A surge in air travel and a recovery in demand from China could drive global oil demand to record highs in 2023, according to the International Energy Agency (IEA). Global oil demand should accelerate over the year, rising to 2.6 million barrels/day in the fourth quarter from just 710,000 barrels/day in the first quarter, the IEA estimates. While China’s reopening should provide some support for crude oil output and prices, economic headwinds in the U.S. and Europe could detract from global oil demand if the two regions fall into recession.
Line chart showing the monthly apparent oil demand in China for the past 10 years. The demand is gradually picking up after the reopening.
Note: According to the IEA, apparent demand is an estimate of domestic demand. Calculation varies by country; in China, apparent demand is defined as refinery output plus net product imports (adjusted for fuel oil and direct crude burning, smuggling, and stock changes).
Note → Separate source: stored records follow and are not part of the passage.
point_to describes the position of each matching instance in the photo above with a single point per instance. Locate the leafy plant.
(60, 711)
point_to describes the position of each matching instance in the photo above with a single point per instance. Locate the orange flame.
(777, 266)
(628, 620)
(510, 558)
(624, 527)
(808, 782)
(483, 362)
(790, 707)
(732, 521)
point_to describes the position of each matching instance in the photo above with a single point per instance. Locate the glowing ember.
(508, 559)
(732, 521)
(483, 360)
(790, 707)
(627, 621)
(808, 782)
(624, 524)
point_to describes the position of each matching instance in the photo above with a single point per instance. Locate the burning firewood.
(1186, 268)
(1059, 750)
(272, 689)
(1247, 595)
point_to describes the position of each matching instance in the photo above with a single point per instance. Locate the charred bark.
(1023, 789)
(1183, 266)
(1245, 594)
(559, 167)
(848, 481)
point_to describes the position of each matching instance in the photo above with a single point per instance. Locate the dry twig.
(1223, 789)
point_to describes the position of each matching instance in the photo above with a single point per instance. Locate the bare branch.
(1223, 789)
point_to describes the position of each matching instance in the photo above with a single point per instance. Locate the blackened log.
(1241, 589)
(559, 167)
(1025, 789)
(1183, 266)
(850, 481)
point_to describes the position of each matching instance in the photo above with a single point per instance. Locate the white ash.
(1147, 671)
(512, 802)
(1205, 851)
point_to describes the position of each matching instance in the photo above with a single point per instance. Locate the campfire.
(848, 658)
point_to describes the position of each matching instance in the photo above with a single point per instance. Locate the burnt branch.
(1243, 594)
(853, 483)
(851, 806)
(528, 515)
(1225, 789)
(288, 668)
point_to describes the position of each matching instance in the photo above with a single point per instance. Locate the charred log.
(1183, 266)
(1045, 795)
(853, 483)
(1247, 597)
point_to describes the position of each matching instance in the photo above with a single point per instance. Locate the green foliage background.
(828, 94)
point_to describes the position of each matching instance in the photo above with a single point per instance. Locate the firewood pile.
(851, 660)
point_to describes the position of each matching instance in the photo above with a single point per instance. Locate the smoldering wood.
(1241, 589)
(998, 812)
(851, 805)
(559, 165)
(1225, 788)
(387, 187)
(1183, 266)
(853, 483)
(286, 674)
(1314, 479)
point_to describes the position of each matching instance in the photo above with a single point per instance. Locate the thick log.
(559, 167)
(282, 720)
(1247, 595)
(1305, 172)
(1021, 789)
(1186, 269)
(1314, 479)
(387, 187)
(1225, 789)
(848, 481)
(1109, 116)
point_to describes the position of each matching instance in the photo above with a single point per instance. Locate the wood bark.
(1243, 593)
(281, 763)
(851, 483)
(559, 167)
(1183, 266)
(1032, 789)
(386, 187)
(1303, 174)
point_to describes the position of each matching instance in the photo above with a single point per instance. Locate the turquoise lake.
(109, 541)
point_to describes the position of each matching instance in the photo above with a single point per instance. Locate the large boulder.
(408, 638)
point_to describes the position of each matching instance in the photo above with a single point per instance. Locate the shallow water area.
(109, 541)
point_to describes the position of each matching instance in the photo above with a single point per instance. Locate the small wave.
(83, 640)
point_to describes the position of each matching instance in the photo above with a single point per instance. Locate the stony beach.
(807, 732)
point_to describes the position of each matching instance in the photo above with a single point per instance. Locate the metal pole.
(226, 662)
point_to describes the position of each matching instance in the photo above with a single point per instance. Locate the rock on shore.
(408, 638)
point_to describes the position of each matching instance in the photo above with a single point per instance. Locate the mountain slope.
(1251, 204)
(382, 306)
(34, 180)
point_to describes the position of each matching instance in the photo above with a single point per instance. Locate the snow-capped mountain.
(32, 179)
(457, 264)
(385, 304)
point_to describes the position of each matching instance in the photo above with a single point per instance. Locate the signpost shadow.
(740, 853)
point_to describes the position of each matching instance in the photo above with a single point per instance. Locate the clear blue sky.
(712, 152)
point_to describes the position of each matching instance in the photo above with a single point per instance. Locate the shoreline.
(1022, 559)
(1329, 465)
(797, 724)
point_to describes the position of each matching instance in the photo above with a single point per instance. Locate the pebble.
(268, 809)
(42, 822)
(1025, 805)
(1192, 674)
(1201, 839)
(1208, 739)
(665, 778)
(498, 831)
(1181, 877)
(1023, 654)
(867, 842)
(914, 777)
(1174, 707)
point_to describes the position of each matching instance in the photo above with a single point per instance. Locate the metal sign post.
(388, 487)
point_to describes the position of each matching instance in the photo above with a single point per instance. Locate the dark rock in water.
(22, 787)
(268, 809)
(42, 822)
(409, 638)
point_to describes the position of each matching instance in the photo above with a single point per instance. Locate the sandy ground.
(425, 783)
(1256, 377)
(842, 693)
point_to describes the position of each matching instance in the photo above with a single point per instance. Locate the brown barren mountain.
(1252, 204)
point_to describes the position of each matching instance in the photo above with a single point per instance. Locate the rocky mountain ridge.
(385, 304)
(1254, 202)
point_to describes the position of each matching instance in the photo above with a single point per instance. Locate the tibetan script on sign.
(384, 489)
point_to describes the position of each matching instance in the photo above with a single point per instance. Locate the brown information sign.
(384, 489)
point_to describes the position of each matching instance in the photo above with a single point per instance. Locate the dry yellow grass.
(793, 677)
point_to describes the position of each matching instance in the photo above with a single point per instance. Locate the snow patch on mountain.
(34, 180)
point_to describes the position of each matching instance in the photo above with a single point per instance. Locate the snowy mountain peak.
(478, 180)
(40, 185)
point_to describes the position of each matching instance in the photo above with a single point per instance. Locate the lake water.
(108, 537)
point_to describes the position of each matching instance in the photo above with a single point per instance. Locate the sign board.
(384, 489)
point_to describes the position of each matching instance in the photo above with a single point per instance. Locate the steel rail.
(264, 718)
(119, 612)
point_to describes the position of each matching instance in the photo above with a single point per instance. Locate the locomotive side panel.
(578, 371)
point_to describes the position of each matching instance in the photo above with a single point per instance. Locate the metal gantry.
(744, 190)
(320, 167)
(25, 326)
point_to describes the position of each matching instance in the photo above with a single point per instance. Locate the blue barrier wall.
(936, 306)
Source – Bloomberg, National Bureau of Statistics, China Customs General Administration, RBC Wealth Management; monthly data through January 2023
The “Two Sessions” should allay investors’ concerns about China’s growth outlook and the policy direction of the new leadership team, in our view. We think China equities are in a sweet spot right now as the policy agenda is business-friendly, the economy is improving, and earnings improvement should soon follow. Meanwhile, low inflation leaves room for accommodative policies. Furthermore, equity valuations are still below their five-year historical average. The recent heightened U.S.-China tensions and global equity market turmoil surrounding the U.S. regional banking and European banking segments have led to a pullback in China equity indexes that, in our view, provides investors with opportunities to gradually build positions.
We prefer companies that are positioned to benefit from China’s economic reopening. We also see the reform of state-owned enterprises (SOE) as a theme that should play out positively over the medium to long term. Deepening SOE reforms and enhancing SOEs’ competitiveness are among the key tasks of the government this year. Several officials have stated recently that the SOEs are undervalued in the financial market. During the NPC, Shanghai Stock Exchange General Manager Cai Jianchun called for boosting central SOE valuations to a “reasonable level.” As reform continues, we believe SOEs can deliver profitability improvements. With good corporate governance and decent dividend payouts, they could outperform. Companies in defensive sectors can also provide investors with attractive spots to park funds during periods of market volatility, in our view.